Sunday, August 01, 2004

What other brokers won’t tell you about OPEN Listings

Many business owners think they will put all the Agents in the world to work for them without their having any commitment with anyone and, with the hope, in the back of their minds, that they will sell it themselves and have to pay no one.

Well, it is partially true. They will get lots of Brokers. However, this arrangement benefits the Broker so little that good Agents will stay away from open listings. While losing the good Agents you will also lose the good Buyers working with those good Agents.

No Agent in his right mind will spend time, money or effort marketing an open listing. If they do, they will complicate the life of many Brokers and the Buyers who are working with them. This is another way of keeping the best Buyers away from your business.

The Seller thinks: “I’ll give my home to all the agents and whoever sells it gets paid. Plus, the more agents, the more buyers I am likely to find.”

This is what’s known as an open listing (or a ‘general listing’). The advantage with this method is that you are not committed to one agent. If your business does not sell, or if you sell it yourself, you owe nothing to any agent. With so many horror stories about agents, an open listing appears an ideal solution because you can sack the agent at any time with no further obligation.

There are two disadvantages with an open listing - and they are BIG ones: you are almost certain to have either a low priced sale or no sale.

The reason you often receive a lower price with an open listing is that the agents are being paid to find a buyer before another agent finds a buyer. It’s a race to get your business sold. The focus is to get any price and persuade you to accept it before another agent finds a buyer.

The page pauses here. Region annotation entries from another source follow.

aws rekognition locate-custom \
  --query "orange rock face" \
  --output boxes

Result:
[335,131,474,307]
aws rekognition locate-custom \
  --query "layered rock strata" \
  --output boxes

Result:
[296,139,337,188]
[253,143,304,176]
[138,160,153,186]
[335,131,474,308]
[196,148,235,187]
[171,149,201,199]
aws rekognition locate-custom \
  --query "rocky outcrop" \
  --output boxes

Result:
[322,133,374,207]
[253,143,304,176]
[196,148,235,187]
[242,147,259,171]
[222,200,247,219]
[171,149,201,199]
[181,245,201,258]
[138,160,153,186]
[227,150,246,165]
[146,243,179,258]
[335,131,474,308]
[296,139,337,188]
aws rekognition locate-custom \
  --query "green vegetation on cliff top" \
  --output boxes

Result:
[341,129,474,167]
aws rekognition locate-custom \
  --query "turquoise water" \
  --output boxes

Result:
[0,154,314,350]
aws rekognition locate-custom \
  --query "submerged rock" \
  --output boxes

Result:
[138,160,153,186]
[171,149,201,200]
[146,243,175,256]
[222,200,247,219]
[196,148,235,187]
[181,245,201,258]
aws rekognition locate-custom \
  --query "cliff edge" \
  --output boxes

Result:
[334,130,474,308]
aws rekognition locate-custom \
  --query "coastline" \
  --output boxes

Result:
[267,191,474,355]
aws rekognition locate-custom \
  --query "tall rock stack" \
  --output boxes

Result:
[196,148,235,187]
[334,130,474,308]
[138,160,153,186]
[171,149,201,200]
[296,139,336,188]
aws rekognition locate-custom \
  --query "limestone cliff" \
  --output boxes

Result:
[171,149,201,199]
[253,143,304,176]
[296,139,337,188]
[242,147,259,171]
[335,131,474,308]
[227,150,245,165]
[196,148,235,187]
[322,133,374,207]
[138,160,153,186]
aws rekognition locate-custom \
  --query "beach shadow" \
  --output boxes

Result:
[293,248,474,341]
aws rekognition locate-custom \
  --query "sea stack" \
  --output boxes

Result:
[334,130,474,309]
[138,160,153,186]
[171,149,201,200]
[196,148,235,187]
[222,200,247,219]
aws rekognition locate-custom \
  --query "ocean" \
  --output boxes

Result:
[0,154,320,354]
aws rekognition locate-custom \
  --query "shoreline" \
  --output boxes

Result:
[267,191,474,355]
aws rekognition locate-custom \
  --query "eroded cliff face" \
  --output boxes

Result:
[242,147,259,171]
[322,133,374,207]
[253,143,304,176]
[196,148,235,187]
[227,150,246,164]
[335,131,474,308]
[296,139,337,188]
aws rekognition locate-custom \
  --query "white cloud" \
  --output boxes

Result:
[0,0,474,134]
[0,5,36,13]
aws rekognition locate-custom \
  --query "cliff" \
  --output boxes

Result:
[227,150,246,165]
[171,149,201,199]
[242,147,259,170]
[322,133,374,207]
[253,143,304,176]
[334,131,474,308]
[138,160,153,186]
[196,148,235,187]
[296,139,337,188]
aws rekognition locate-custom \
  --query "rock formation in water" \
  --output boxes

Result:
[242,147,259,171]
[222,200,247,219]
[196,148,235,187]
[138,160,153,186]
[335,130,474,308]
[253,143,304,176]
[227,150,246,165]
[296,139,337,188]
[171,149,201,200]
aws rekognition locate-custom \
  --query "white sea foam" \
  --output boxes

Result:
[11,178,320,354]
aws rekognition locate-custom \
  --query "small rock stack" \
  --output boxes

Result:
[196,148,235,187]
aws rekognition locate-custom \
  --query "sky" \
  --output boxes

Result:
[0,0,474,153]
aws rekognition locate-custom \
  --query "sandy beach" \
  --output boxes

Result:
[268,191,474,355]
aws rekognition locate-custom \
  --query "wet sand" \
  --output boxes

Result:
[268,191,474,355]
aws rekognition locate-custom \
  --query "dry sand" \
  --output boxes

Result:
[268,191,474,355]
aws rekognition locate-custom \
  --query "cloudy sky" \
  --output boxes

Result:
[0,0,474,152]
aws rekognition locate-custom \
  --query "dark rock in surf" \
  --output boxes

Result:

You may say that you will only sell with the agent who brings a buyer at the highest price - which sounds good, but it doesn’t happen that way. Most buyers shop around among many agents. If they see your business in the listings of more than one agent, the question they ask each agent is: “What is the lowest price I can pay for this business?”

The asking price may be the same with each agent but all it takes to ruin your chance of the highest price is for one agent to say, “I can get it for you for less.”

Open listings tend to have a lower priority than exclusive listings, and receive much less exposure. Would you spend a lot of time on an investment if there was no guaranteed return?

-Advantages of an Exclusive Listing
Having an exclusive listing allows you to deal with one professional agent, who is dedicated to marketing, and selling your business. A Non-Exclusive listing results in having to speak to a number of people who are not as committed to selling your business, and may not even be recognized real estate agents. Imagine having pre-qualified buyers, professional showings, high-quality flyers of your business printed in full color, written offers and professionals handling the legal issues, and all of the paperwork commonly associated with selling a business.



For example, if the business was initially priced at $500,000, Agent A may quote $498,000 to Buyer. In order to secure Buyer, Agent B will quote lower $495,000 while Agent C will quote $490,000 for the same business. Finding $490,000 attractive, Buyer approaches Agent C to buy the business. In turn, Agent C tells seller that there is only one interest buyer who is will to offer $490,000. Thinking that $490,000 was the best offer from the only Buyer, owner sold the business. To an agent, it is only about $200 difference in commission (assuming 2% of selling price) when the business is sold at $490,000 compared to $500,000. However, to an owner, the difference amounts to $10,000!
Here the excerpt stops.